A partnership is a business formed with two or more people as owners. Each individual contributes assets to the business and has a share in the profits and losses of that business. Some partners actively participate, while others are passive.
Partnership Agreements Defined
When you form a partnership, the most important document is a partnership agreement. Partnership agreements are legal documents subject to state laws, and each state has different requirements for language in these agreements.
The partnership agreement sets out all the terms and conditions agreed to by the partners. In this document, every possible contingency is included. The following is a list of points to be covered when preparing your agreement.
A partnership agreement governs:
- Relations among the partners, as partners, and between the partners and the partnership
- The business of the partnership and how that business is conducted
- How the agreement is amended
General Sections of a Partnership Agreement
These sections may be included in all types of partnership agreements. Some sections are specific to the type of partnership.
- Name of the partnership: There are several different types of partnerships, and you can include the type in your partnership's name, including the name the partnership is doing business as (if different).

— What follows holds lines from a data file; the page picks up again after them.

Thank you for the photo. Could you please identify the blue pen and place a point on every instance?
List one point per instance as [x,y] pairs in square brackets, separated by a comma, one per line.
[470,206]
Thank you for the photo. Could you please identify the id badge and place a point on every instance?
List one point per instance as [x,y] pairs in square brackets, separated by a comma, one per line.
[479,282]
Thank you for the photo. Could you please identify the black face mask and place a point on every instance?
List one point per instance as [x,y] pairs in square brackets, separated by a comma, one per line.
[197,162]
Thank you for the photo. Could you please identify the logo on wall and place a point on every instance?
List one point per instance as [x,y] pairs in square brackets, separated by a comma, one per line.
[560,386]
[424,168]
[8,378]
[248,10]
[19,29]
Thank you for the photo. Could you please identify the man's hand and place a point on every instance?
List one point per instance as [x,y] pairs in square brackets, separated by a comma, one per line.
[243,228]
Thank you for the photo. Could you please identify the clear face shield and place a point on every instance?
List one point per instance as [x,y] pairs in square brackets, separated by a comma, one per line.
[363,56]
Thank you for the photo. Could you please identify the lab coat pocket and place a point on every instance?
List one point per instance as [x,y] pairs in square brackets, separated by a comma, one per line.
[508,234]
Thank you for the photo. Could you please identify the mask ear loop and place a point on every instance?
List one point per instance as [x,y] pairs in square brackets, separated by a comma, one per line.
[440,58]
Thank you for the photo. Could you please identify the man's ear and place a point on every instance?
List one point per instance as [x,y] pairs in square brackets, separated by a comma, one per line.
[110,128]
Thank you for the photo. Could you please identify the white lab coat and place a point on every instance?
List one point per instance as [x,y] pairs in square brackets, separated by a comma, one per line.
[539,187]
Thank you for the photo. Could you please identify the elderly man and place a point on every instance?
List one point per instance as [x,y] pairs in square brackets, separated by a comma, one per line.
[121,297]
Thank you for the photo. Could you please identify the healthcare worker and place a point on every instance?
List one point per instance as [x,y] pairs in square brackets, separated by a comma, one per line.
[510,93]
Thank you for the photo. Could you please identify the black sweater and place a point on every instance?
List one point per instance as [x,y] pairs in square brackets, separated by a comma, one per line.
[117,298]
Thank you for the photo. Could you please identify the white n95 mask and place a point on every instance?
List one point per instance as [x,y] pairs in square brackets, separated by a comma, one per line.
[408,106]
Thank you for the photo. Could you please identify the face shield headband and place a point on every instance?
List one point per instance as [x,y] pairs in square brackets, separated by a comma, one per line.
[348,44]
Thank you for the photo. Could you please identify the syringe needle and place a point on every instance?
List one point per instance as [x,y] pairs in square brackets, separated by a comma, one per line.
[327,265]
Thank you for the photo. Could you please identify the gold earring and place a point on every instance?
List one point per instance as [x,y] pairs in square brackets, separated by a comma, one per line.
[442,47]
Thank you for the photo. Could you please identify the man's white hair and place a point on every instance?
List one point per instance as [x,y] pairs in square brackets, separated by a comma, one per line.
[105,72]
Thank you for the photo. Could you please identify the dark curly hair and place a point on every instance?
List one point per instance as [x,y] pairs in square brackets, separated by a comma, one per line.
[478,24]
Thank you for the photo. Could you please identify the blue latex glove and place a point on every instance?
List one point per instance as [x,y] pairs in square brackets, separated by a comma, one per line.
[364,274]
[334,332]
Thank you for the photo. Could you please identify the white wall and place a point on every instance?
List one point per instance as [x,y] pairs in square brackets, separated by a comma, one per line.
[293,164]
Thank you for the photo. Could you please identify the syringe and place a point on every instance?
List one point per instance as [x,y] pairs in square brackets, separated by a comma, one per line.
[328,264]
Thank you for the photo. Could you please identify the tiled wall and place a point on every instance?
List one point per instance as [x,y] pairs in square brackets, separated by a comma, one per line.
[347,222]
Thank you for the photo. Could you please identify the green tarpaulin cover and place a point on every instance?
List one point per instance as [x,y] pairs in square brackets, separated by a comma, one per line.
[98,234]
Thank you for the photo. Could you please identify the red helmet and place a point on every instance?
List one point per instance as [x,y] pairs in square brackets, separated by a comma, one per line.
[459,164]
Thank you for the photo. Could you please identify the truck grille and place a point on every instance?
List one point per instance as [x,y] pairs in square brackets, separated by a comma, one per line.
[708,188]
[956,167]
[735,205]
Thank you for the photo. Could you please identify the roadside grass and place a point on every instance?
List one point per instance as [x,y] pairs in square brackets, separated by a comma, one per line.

- Principal office: The principal office is the place where documents are delivered. It may be the office of the chief executive officer or the office of a registered agent.
- Term (length) of the partnership: A partnership can be perpetual or for a specific term length.
- Purpose of the partnership: Describe the activities of the partnership, including what products or services it is selling.
- Types of partners in the partnership: The partnership may have general partners and limited partners, depending on whether they actively manage the partnership.
- Governing law: The law governing a partnership agreement sets the jurisdiction for disputes relating to the agreement. The governing law is usually state law. It’s important to make the governing law definition as broad as possible to cover all possible lawsuits.
Partnership at Will
This term means that the partners have not agreed to remain partners until the expiration of a definite term or completion of a particular undertaking. The “at-will” partnership status is the default, meaning that a partner can leave the partnership at any time if there is no specific language to prevent this action.
Nature of the Partnership Including Partnership Formation and Property
- Contributions of each partner: In cash, property (including intellectual property), and service. Each partner’s total contribution to the partnership at any one time is called “equity interest.”
- How new partners are admitted: How and when partners must make contributions to the partnership.
- Distribution of profits/allocation of losses to each partner: How profits and losses are allocated to partner shares.
- Draws to partners: How and when partners may take a withdrawal from their partnership share.
Relations of Partners to Persons Dealing with the Partnership
- Partner as agent (legal representative) of the partnership
- Liability of partners and how their actions affect their liability
Relations of Partners to Each Other and to the Partnership
- Partner rights and duties, for each type of partner.
- Standards of conduct, including conflict of interest policy.
- Management powers and duties, where one or more of the partners might take on management duties as managing partner(s), or the partnership might hire a manager.
- How decisions are made must be voted on, and a specific percentage of the partners must agree to any action.
- Partner time off, including leaves of absence, vacations, sick leaves.
- Transferable Interest is when and how a partner can transfer their partnership share to someone else.
What Events Cause Dissociation?
- Dissociation: When a partner leaves the partnership
- Partnership continuation: Dissociation as a partner both when the business continues and when it doesn’t.
- Continuity of partnership: When a partner leaves, dies, is terminated (may be part of the buy-sell agreement).
Other Clauses That You Might See in a Partnership Agreement
- Non-competition clause: This clause restricts a partner from leaving the partnership, and from competing with the partnership's business within a defined area and time period.
- Non-disclosure clause, non-solicitation clause: These clauses restrict partners and former partners from disclosing proprietary business, or from soliciting employees or customers away from the partnership.
- Mediation and arbitration of disputes, including mandatory arbitration, if agreed to.
Every partnership should have a partnership agreement to make sure that every possible situation that may affect the partners and the business is covered. The partnership agreement should also be reviewed periodically to make sure the wishes of the partners have not changed.
Using an Attorney to Prepare Your Partnership Agreement
The information in this article is intended to be a general overview and not a complete list of sections to include. This information is not intended to be tax or legal advice. You will need an attorney to help you prepare this document.